On the heels of receiving $3.4 billion through the U.S. Treasury’s TARP program, Hartford Financial Services Group is ensuring stakeholders that it will have a viable future by making a “return to our historical strengths as a U.S.-centric insurance company.”

Ramani Ayer
In a letter to stakeholders, Hartford Chairman and CEO Ramani Ayer addressed the “great deal of public speculation” about the company and its future ,ven recent losses and the inflow of federal aid.
“The Hartford’s recent overall financial performance has been disappointing and the difficult economic environment has placed significant pressures on some of our businesses,” Ayer acknowledged in the letter. “While many of our underlying operations are performing well, The Hartford was more affected by the market volatility than some of our peers, given the issues in our investment portfolio and the size of our variable annuities businesses.”
In 2008, the Hartford lost more than $2.7 billion and has lost $1.21 billion in the first quarter of this year.

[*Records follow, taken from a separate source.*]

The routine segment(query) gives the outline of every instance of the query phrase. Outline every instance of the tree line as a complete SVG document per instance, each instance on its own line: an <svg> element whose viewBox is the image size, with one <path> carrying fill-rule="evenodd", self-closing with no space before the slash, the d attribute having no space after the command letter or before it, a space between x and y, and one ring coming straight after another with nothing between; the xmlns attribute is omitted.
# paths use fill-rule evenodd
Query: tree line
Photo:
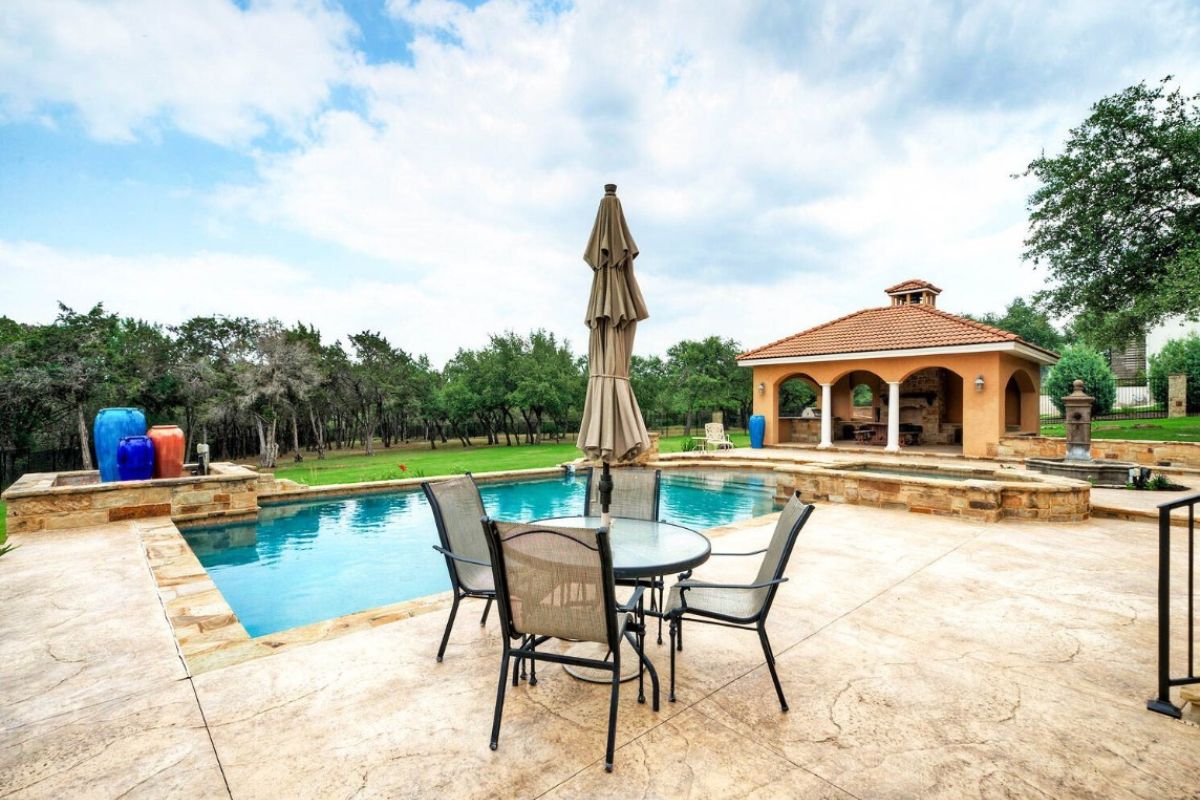
<svg viewBox="0 0 1200 800"><path fill-rule="evenodd" d="M634 356L631 380L652 426L689 428L712 411L744 423L750 374L732 339L684 341ZM158 325L60 306L49 324L0 317L0 452L74 451L92 465L90 429L104 407L178 423L187 453L256 457L274 467L330 450L397 443L518 446L577 431L587 361L545 330L492 335L442 368L377 331L328 342L311 325L194 317Z"/></svg>

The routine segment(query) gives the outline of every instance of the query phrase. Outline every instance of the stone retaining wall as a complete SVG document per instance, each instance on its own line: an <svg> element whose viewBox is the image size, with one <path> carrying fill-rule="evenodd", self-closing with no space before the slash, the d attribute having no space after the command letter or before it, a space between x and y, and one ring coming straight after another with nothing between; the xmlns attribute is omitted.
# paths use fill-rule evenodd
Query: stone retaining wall
<svg viewBox="0 0 1200 800"><path fill-rule="evenodd" d="M1087 519L1091 487L1068 480L937 480L830 469L780 467L776 497L799 492L805 503L826 500L914 513L997 522L1002 517L1042 522Z"/></svg>
<svg viewBox="0 0 1200 800"><path fill-rule="evenodd" d="M30 473L0 495L8 533L68 530L122 519L170 517L175 522L258 513L259 474L218 463L206 476L101 483L98 473Z"/></svg>
<svg viewBox="0 0 1200 800"><path fill-rule="evenodd" d="M998 458L1062 458L1067 440L1058 437L1003 437L996 445ZM1128 461L1142 467L1200 468L1200 441L1142 441L1092 439L1092 458Z"/></svg>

Ayer said the company’s board and senior management have been engaged in an “in-depth evaluation of The Hartford’s business model and strategy, with the goals of building shareholder value, reducing risk and preserving capital.”
In addition to the analysis, Ayer said the company has taken several actions, including securing a $2.5 billion investment from Allianz, taking significant steps to restructure its global annuity business, and commencing the unwinding of higher-risk exposures in its investment portfolio.

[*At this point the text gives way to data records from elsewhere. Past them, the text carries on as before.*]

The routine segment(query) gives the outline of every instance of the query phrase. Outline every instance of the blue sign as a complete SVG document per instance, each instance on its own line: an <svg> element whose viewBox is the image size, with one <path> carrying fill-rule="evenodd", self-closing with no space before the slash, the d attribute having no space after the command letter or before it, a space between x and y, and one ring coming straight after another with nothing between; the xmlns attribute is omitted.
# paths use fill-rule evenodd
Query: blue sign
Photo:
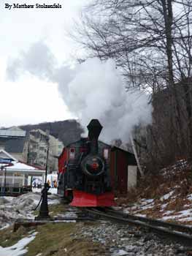
<svg viewBox="0 0 192 256"><path fill-rule="evenodd" d="M11 158L0 158L0 164L10 164L12 161Z"/></svg>

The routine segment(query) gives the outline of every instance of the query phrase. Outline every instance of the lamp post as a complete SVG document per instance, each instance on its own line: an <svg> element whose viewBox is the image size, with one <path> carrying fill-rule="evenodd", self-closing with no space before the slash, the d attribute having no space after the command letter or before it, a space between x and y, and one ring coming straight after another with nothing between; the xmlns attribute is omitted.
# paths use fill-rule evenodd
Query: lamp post
<svg viewBox="0 0 192 256"><path fill-rule="evenodd" d="M49 190L50 186L47 182L47 170L48 170L48 157L49 157L49 149L50 149L49 142L47 145L48 146L47 146L47 157L46 157L45 184L44 184L44 188L42 190L42 203L41 203L41 207L39 210L39 214L37 217L35 217L36 220L50 219L50 217L49 215L49 209L48 209L48 203L47 203L47 192Z"/></svg>

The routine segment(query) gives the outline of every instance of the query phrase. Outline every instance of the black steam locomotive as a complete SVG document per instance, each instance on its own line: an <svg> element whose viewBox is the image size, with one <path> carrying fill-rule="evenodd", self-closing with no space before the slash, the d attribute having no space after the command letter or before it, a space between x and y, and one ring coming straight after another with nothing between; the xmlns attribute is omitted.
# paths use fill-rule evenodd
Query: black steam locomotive
<svg viewBox="0 0 192 256"><path fill-rule="evenodd" d="M87 127L88 138L65 147L58 159L58 192L74 206L111 206L110 146L98 140L102 127L97 119Z"/></svg>

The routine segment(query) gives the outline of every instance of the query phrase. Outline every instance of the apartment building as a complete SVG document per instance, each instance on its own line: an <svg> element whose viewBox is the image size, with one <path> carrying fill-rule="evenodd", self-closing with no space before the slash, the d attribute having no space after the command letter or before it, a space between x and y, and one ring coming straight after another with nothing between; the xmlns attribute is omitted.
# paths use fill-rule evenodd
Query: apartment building
<svg viewBox="0 0 192 256"><path fill-rule="evenodd" d="M11 154L18 161L44 170L48 157L48 173L57 171L57 157L63 148L63 143L50 135L49 131L36 129L26 132L17 127L0 129L0 149Z"/></svg>
<svg viewBox="0 0 192 256"><path fill-rule="evenodd" d="M49 173L58 170L58 158L64 148L63 143L40 129L29 132L28 163L45 168L47 157Z"/></svg>

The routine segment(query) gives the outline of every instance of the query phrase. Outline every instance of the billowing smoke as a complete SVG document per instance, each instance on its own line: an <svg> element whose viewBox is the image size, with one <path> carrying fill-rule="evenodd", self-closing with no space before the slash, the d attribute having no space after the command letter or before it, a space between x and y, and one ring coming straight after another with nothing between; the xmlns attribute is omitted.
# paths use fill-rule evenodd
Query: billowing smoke
<svg viewBox="0 0 192 256"><path fill-rule="evenodd" d="M40 46L42 49L43 45L40 44ZM39 50L39 44L36 47ZM135 125L151 122L152 106L148 103L147 95L137 90L126 91L114 61L101 62L92 59L74 69L64 65L58 68L45 45L42 52L43 59L37 64L34 45L28 53L23 54L18 67L39 77L41 74L46 75L47 79L56 82L64 102L83 127L92 118L100 121L104 127L101 140L110 143L120 138L126 142ZM18 72L13 66L8 67L7 71L8 76L15 79Z"/></svg>
<svg viewBox="0 0 192 256"><path fill-rule="evenodd" d="M134 125L151 121L152 107L147 96L137 90L126 92L114 61L88 59L75 71L74 78L66 85L68 94L61 84L59 89L84 127L91 118L100 121L104 140L120 138L127 141Z"/></svg>

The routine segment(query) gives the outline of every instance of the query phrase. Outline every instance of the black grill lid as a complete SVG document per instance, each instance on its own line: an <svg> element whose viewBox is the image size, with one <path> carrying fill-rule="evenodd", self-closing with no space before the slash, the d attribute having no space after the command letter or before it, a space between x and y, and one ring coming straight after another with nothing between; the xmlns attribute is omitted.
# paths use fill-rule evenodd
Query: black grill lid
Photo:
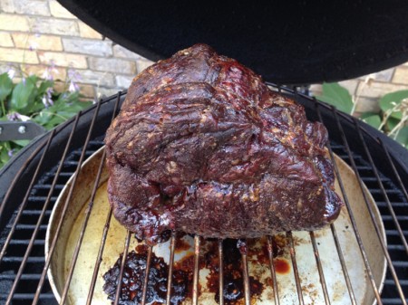
<svg viewBox="0 0 408 305"><path fill-rule="evenodd" d="M339 81L408 61L408 2L59 0L151 60L197 43L281 84Z"/></svg>

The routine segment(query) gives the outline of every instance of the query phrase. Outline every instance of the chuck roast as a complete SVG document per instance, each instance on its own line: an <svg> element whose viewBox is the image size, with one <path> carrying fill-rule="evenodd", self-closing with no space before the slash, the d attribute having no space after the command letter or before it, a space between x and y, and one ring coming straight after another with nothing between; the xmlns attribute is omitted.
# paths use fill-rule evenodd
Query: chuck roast
<svg viewBox="0 0 408 305"><path fill-rule="evenodd" d="M342 201L327 131L205 44L132 81L105 138L116 219L150 244L167 230L257 237L333 222Z"/></svg>

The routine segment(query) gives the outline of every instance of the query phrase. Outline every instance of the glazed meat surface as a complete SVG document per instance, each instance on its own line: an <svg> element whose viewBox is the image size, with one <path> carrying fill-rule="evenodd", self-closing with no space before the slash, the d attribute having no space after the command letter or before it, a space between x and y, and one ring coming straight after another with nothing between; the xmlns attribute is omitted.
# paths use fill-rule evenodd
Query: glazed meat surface
<svg viewBox="0 0 408 305"><path fill-rule="evenodd" d="M109 200L150 244L167 230L217 238L314 230L343 205L326 141L302 106L196 44L133 80L105 138Z"/></svg>

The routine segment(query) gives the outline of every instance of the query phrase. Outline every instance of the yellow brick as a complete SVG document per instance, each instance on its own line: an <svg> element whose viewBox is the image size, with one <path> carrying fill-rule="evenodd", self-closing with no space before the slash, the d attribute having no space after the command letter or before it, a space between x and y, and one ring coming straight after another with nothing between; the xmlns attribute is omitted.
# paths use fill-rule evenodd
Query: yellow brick
<svg viewBox="0 0 408 305"><path fill-rule="evenodd" d="M363 81L358 85L358 94L365 98L378 99L386 93L400 90L407 90L407 84L400 84L394 82L372 81L369 85Z"/></svg>
<svg viewBox="0 0 408 305"><path fill-rule="evenodd" d="M84 38L102 39L102 35L93 30L91 26L83 24L82 21L78 21L80 28L80 36Z"/></svg>
<svg viewBox="0 0 408 305"><path fill-rule="evenodd" d="M22 68L24 69L24 71L29 75L34 74L39 77L43 77L45 71L48 69L53 80L65 81L66 78L66 69L62 67L54 67L53 69L50 69L50 66L44 64L39 65L24 64L24 67Z"/></svg>
<svg viewBox="0 0 408 305"><path fill-rule="evenodd" d="M0 33L0 46L15 46L11 35L8 33Z"/></svg>
<svg viewBox="0 0 408 305"><path fill-rule="evenodd" d="M49 64L51 61L53 61L57 66L79 69L87 68L86 57L84 55L39 51L38 57L42 63Z"/></svg>
<svg viewBox="0 0 408 305"><path fill-rule="evenodd" d="M0 62L38 63L38 57L33 51L0 48Z"/></svg>
<svg viewBox="0 0 408 305"><path fill-rule="evenodd" d="M13 40L17 48L46 51L62 51L63 43L61 38L48 35L34 35L23 33L13 33Z"/></svg>
<svg viewBox="0 0 408 305"><path fill-rule="evenodd" d="M0 14L0 30L28 32L28 21L18 14Z"/></svg>
<svg viewBox="0 0 408 305"><path fill-rule="evenodd" d="M408 85L408 68L396 68L393 73L393 82Z"/></svg>
<svg viewBox="0 0 408 305"><path fill-rule="evenodd" d="M69 18L69 19L76 19L76 16L72 14L68 10L61 5L56 1L50 1L50 11L51 14L54 17L58 18Z"/></svg>
<svg viewBox="0 0 408 305"><path fill-rule="evenodd" d="M80 92L85 98L93 99L95 97L95 89L92 85L80 83Z"/></svg>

Despite published reports that the company might sell its property-casualty and life insurance arms, Ayer dispelled those rumors.
“We have concluded that the best way to deliver long-term value to our shareholders is to return to our historical strengths as a U.S.-centric insurance company, with a focus on our strong portfolio of protection businesses, primarily property and casualty, group benefits and life insurance,” Ayer said.

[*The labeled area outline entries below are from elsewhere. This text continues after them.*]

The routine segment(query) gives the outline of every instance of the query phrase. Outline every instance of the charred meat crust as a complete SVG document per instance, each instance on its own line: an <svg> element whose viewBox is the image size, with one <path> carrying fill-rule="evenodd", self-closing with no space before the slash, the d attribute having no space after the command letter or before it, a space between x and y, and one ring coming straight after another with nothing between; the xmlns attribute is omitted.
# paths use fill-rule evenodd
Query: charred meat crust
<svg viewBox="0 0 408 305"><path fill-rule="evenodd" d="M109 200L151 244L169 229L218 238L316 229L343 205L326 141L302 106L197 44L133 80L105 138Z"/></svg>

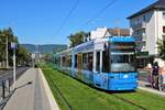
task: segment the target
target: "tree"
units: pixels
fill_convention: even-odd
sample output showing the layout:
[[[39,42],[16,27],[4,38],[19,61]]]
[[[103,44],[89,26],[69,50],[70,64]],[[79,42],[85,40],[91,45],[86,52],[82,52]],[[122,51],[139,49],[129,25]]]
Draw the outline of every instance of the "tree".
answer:
[[[70,47],[74,47],[85,42],[86,33],[80,31],[80,32],[77,32],[76,34],[70,34],[67,37],[70,41]]]
[[[165,61],[165,36],[163,40],[160,40],[158,45],[158,56]]]
[[[0,30],[0,63],[6,61],[6,42],[8,37],[8,58],[9,58],[9,65],[12,65],[12,55],[13,50],[11,50],[10,45],[12,42],[18,44],[16,50],[16,64],[21,64],[24,62],[30,61],[30,53],[23,48],[18,41],[18,36],[13,34],[13,31],[11,28]]]

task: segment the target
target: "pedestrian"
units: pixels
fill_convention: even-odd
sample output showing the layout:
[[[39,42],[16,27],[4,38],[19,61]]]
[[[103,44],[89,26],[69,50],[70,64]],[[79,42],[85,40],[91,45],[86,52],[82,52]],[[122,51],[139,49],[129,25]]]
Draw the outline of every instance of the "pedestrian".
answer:
[[[155,62],[153,65],[152,76],[153,76],[153,87],[156,89],[158,89],[158,72],[160,72],[160,66],[158,63]]]

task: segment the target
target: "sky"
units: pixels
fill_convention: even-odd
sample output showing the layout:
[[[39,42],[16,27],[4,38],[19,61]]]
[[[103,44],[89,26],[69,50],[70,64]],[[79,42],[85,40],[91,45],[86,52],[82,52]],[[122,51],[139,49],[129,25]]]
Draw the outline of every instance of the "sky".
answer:
[[[129,28],[127,18],[155,1],[0,0],[0,29],[12,28],[22,44],[68,44],[67,36],[78,31],[89,32],[99,26]],[[109,2],[113,3],[106,8]],[[103,11],[99,13],[100,10]]]

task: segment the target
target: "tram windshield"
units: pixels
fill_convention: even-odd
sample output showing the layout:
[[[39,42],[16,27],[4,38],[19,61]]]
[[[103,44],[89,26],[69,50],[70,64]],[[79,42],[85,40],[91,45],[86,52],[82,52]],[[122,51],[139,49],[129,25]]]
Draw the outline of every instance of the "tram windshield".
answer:
[[[134,43],[112,43],[110,46],[111,72],[135,72]]]

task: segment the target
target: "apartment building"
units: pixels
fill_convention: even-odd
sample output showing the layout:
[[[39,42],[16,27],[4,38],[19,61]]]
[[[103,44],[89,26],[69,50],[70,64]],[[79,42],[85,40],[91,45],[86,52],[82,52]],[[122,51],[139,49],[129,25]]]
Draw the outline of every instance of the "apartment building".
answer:
[[[136,40],[136,50],[157,55],[157,42],[165,37],[165,0],[156,1],[128,19],[131,35]]]
[[[136,51],[148,53],[156,58],[158,54],[157,43],[165,37],[165,0],[158,0],[139,12],[130,15],[130,34],[136,40]],[[140,65],[145,66],[148,57],[142,56]]]

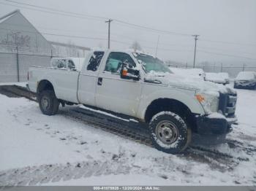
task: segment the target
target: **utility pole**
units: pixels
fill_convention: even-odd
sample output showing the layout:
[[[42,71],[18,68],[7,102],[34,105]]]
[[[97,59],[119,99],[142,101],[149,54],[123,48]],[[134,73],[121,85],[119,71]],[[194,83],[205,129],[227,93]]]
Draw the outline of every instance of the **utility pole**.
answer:
[[[199,36],[200,35],[198,34],[194,34],[192,35],[192,36],[195,36],[195,52],[194,52],[194,64],[193,64],[193,68],[195,69],[195,53],[196,53],[196,51],[197,51],[197,40],[198,39],[197,39],[197,36]]]
[[[157,48],[156,48],[156,57],[157,56],[158,44],[159,43],[159,38],[160,38],[160,35],[158,35],[157,43]]]
[[[108,48],[110,48],[110,23],[113,21],[112,19],[109,19],[108,20],[106,20],[105,23],[108,23]]]
[[[17,78],[18,82],[20,82],[20,68],[19,68],[19,52],[18,45],[16,46],[16,63],[17,63]]]
[[[222,71],[223,71],[223,64],[222,64],[222,63],[221,63],[220,64],[221,64],[221,66],[222,66],[222,68],[221,68],[221,69],[220,69],[220,71],[222,72]]]

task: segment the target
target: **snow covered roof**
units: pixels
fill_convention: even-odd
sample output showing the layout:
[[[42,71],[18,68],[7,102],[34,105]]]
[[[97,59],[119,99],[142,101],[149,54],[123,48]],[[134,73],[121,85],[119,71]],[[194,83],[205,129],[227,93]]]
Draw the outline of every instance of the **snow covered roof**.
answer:
[[[21,18],[21,20],[22,22],[24,22],[24,23],[26,24],[29,24],[29,32],[35,32],[37,34],[38,34],[38,35],[41,36],[42,38],[50,46],[51,49],[54,49],[53,45],[51,44],[51,43],[50,43],[46,39],[45,37],[32,25],[31,23],[30,23],[30,21],[23,15],[22,15],[22,13],[20,12],[20,9],[15,9],[4,16],[2,16],[1,17],[0,17],[0,25],[4,25],[5,23],[4,23],[4,22],[5,23],[5,21],[7,21],[7,20],[9,20],[10,18],[11,18],[12,17],[16,15],[18,15],[18,16],[20,17],[20,18]],[[19,21],[20,22],[20,21]],[[26,22],[26,23],[25,23]],[[12,23],[8,23],[8,25],[12,25]],[[14,23],[13,24],[14,26],[15,26],[15,24]],[[22,25],[20,24],[19,26],[21,26]],[[17,28],[15,28],[15,31],[23,31],[23,29],[20,29],[19,28],[19,26],[17,26]],[[26,28],[29,28],[27,26],[26,26]],[[14,30],[14,29],[12,29]],[[26,29],[26,31],[27,31],[28,29]]]
[[[202,69],[177,69],[169,67],[170,70],[174,74],[186,77],[192,77],[197,78],[204,78],[205,72]]]
[[[3,23],[4,20],[7,20],[8,18],[10,18],[10,17],[13,16],[14,15],[15,15],[16,13],[20,12],[19,9],[16,9],[14,10],[5,15],[4,15],[3,17],[0,17],[0,23]]]

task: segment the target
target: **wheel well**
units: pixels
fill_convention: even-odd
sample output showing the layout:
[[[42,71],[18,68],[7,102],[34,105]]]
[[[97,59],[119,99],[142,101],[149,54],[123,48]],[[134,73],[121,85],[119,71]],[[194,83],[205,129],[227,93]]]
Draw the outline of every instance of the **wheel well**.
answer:
[[[145,121],[149,122],[154,115],[163,111],[178,114],[188,123],[192,131],[196,131],[195,115],[184,104],[175,99],[159,98],[153,101],[146,111]]]
[[[43,90],[54,90],[53,85],[46,79],[40,81],[37,86],[37,94],[42,93]]]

He said The Hartford would also continue to operate “strong wealth management and retirement businesses, including mutual funds, retirement plans and a restructured annuities business,” and as a result, “we will move forward with both property and casualty and life businesses.”
Calling it “an incredibly challenging period in our company’s history,” Ayer said. The Hartford has grown its new business premiums in several property-casualty lines and group benefits, and the insurer’s retirement plans and mutual funds businesses “have delivered solid deposits in this difficult environment.”